With my youthful demeanor and immature behavior, you’ll find
this hard to believe, but on this day 46 years ago, I entered my profession. I
had, somehow, landed a job with an urban planning consulting firm straight out
of the military. Geez, I had hit the big time. Or so I thought.
The first planning commission I ever attended was in Hope,
Arkansas, a fine community in Southwest Arkansas, the birthplace of President
Bill Clinton. Last year, I attended a city board meeting in that very room. The
furniture was arranged differently, but it was pretty much the same place. Tempus fugit and all that
Back in the day, planning commissioners all looked like me. That
is to say they were all old fat white men. Lots of changes have occurred since
that meeting in Hope. Along the line, African-American men and white women appeared
on planning commissions, not in proportion to the local population, however.
These days, African-American women and persons of Hispanic heritage are finding
a place.
In one of those mental files I maintain under “interesting
but I don’t know why,” I filed the fact that one saw African-American men appear first.

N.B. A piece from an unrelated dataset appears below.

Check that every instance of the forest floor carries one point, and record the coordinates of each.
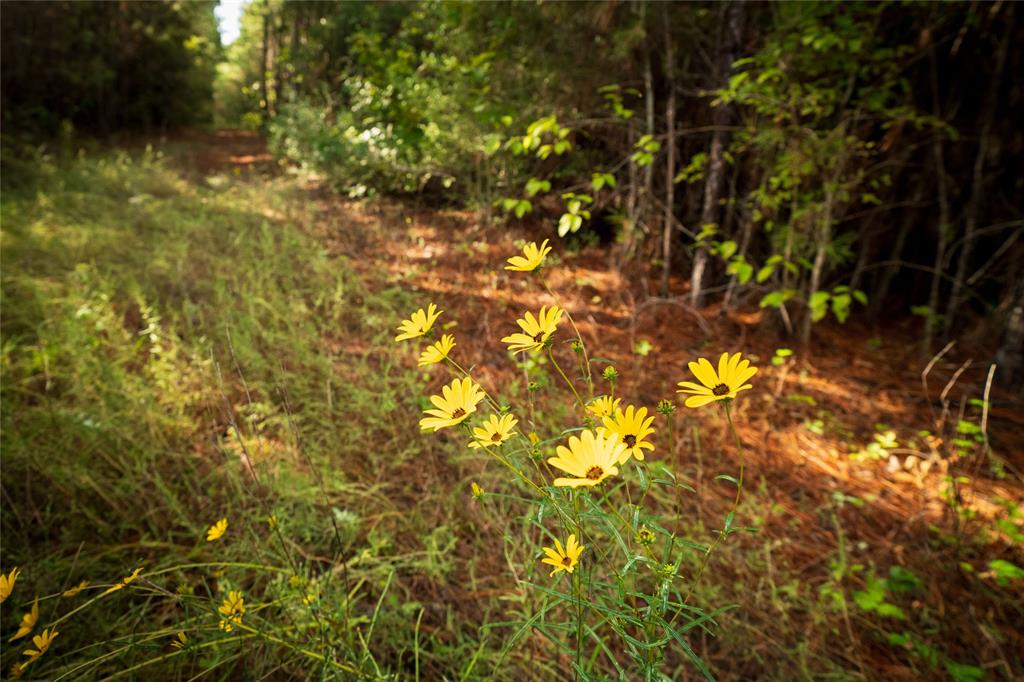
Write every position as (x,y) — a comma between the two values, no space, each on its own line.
(849,440)
(882,514)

Those were interesting time. It was marking the end of the so-called
“Great Society” era. That experience never achieved its lofty goals, to a large
degree because too many important individuals and entities found that making
war was either more profitable or more politically useful. I keep my thoughts
about this in a file called “Tragedies.”
What the Great Society efforts did, in my observation, was
to excite, like some charge applied to dormant electrons, a sense of social
justice within a significant segment of the population. Leaders who staunchly
declared there were no qualified minorities or women to fill upper-level jobs
suddenly found some when they learned that the grant they sought required positive
affirmative action.
Coupled with the monumentally heroic actions of people like
Rosa Parks, Martin Luther King, Jr., and John Lewis, the governmental emphasis
on elevating those who were poor in spirit and who mourned, began, albeit slowly—and
against much resistance—to loosen the stranglehold of the Jim Crow era.

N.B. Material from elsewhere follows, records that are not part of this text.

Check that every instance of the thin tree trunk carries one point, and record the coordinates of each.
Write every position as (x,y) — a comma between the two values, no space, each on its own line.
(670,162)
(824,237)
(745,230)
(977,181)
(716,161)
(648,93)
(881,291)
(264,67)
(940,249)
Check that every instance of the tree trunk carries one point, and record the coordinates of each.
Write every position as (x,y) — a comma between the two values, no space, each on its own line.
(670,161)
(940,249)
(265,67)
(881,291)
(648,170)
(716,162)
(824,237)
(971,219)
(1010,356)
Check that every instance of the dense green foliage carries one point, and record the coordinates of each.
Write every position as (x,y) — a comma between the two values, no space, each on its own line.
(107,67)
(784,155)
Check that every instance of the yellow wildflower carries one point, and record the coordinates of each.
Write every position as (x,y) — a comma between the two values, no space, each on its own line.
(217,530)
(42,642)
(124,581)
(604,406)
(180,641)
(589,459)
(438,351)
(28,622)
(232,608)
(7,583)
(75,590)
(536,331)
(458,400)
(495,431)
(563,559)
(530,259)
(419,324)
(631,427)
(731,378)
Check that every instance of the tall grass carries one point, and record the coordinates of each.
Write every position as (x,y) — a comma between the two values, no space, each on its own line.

Looking at urban plans from that era, one is struck by a
sense of optimism, naïve perhaps, that we could wage a war-like crusade against
bitter poverty and despair. Moreover, some whose grandparents had been counted
as three-fifths human were themselves in positions to achieve, perhaps in their
lifetimes, full citizenship.
What we didn’t know was that any action can have an opposite
reaction. This emphasis on redressing past inequalities raised the hopes of some
and soothed the consciences of others. For some, however, such progress only pushed
racial hatred belowground. Like a monster from a 1950s sci-fi movie, it rested
in dark, subterranean caverns, waiting for a catalyst, perhaps of nuclear strength,
to open a path to the surface.
There was no nuclear-like source, just upheavals, one on top
on one another. On April 20, 1971, the United States Supreme Court upheld the
use of busing to achieve racial desegregation in schools.
All hell broke loose, accompanied by a great “whooshing”

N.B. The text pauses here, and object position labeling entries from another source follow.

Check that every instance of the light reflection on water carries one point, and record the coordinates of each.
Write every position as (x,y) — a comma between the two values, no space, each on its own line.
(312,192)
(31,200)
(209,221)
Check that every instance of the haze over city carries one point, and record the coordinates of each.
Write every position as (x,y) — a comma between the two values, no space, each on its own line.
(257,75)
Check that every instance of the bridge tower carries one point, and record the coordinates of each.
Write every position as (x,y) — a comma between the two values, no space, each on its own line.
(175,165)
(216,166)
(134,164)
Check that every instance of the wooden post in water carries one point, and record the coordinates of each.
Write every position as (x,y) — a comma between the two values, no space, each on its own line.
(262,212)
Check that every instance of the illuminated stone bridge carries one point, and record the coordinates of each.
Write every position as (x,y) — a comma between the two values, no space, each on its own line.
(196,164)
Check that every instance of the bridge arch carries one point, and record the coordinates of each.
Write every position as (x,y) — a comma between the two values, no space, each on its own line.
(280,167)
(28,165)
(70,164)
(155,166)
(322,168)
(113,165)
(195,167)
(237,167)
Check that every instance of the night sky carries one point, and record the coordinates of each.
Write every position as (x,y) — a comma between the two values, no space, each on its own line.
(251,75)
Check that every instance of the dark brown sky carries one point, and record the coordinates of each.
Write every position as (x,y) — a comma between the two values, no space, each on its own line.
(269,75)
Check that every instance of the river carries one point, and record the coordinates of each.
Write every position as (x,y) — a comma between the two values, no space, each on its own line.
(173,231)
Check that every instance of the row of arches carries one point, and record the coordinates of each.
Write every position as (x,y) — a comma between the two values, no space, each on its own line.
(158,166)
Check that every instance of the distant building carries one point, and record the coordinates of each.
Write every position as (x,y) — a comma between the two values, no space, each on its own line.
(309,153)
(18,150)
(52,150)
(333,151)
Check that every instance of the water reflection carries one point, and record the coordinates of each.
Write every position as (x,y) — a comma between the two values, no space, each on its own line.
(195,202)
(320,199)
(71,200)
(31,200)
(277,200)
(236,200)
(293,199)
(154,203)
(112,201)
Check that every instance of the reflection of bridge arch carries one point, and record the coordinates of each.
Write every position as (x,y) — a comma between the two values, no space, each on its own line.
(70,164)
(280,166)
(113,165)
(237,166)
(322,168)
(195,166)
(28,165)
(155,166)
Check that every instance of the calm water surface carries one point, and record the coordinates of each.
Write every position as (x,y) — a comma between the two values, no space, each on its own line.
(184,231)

sound as white parents fled cities whose school districts contained a significant
black population. Racal composition became a significant element, in some cases
the most significant element, in an area’s population growth.
Then a politician coined the term “silent majority,” as a
code name for many who would see America return to the 1940s and 1950s, when
African-American veterans, many who had been wounded in the service of their
country, were denied equal access to the GI Bill. The term resonated with many
who had become successful because they did receive full citizenship, but only credited their own hard work.
Next, a presidential hopeful chose to announce his candidacy
in the Mississippi City in which three civil rights workers had been murdered
for trying to register black voters. Seeing this as a message, the monsters
began to slither upward. Recently, the Current Occupant declined to denounce the monsters' worst foot-soldiers, loosening them upon us with increased fury and confidence.
I don’t have to recount what else happened. But I’ve seen it
all. My vantage point is from the courthouse square, an area often marked by vacant
buildings and concrete slabs where buildings once stood. Retail business owners
can’t afford political influence such as the coal industry can exert. I fear that
they will disappear, in small-town America, in my lifetime.
And urban plans? They aren’t designed these days, in many cases,
for optimism but for something called “branding,” whatever the hell that means.
Many are simply drawings of how neighborhoods should look, a result that tells
us much more about the personal tastes of the “planners,” than it does
about the needs of the people who live within the city, either by choice or the
restrictions placed upon them by a present emphasis on greed and selfishness.
Oh, and Hope, Arkansas? It’s managed today by a woman
largely considered be one of the best city managers our state has ever produced.